Thursday, June 21, 2007

Sex differences and cognition

“we have to stop assuming men and women are basically the same because they’re not, which represents a fundamental change in how neuroscience has been doing business-a major zeitgeist change is afoot.”

Larry Cahill, UC Irvine

Although still in its infancy, neuroscience has recently made fascinating in roads into clear differences in neuro processing between the sexes. Using such instruments as fMRI (functional magnetic resonance imaging) and Pet scans to probe the dynamic real time activity of brain function, scientist have discovered unique anatomical and functional differences of male and female brains.

To be clear, men and women on the whole are more similar than they are different. Also, environmental and social conditions likely influence gender neural development in significant ways. The fact remains though that there are real gender cerebral differences that translate into variations in expressed behaviors and cognitive processing. These gender specific differences that can help shed light on subtle male or female cognitive nuances. For example, men tend to use one hemisphere or the other while processing information while relying on specific neural regions to perform tasks. Women tend to utilize broad areas of both hemispheres and multiple regions of the brain to process and perform tasks.
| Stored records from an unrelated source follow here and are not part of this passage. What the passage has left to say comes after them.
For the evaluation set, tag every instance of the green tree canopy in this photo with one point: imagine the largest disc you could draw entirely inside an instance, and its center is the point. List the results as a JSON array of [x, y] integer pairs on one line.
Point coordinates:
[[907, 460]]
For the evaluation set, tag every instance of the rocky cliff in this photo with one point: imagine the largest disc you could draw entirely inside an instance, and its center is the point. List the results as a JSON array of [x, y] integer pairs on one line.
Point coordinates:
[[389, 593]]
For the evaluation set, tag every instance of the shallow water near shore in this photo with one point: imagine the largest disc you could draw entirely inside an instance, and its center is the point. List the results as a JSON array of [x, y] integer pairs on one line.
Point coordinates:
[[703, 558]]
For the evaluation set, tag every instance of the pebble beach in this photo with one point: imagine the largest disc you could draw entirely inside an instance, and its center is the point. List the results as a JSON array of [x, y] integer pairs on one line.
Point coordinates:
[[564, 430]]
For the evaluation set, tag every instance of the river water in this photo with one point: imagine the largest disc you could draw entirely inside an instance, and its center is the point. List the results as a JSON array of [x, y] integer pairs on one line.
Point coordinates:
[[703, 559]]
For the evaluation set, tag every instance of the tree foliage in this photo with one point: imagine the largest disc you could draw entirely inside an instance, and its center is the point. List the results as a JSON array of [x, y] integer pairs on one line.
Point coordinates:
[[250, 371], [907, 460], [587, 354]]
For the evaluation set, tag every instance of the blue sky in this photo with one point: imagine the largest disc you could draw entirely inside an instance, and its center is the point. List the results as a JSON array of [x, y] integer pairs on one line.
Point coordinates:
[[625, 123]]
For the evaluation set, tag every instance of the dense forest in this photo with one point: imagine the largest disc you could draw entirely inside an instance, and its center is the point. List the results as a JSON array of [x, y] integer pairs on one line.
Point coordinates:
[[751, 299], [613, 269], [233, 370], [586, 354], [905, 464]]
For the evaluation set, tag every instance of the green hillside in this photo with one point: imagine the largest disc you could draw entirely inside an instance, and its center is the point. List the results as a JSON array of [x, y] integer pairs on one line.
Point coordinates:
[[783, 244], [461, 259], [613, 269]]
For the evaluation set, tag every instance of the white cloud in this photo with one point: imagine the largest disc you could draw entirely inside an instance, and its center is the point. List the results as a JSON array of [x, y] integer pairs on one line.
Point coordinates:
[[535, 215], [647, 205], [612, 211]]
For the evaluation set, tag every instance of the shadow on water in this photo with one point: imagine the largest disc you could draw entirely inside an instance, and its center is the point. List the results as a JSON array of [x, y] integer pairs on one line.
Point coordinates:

These findings suggest that men and women process information in different ways. An interesting 2005 Harvard fMRI study looking into working memory found that both sexes reached similar results in a working memory test, but used very different neural pathways to get there: “ in a study of working memory-that short-term memory we use to carry on conversations or remembering telephone numbers-a group of volunteers were given verbal attention tasks…while male and female participants performed about the same in terms of accuracy and reaction time, the neural pathways that were activated were different.”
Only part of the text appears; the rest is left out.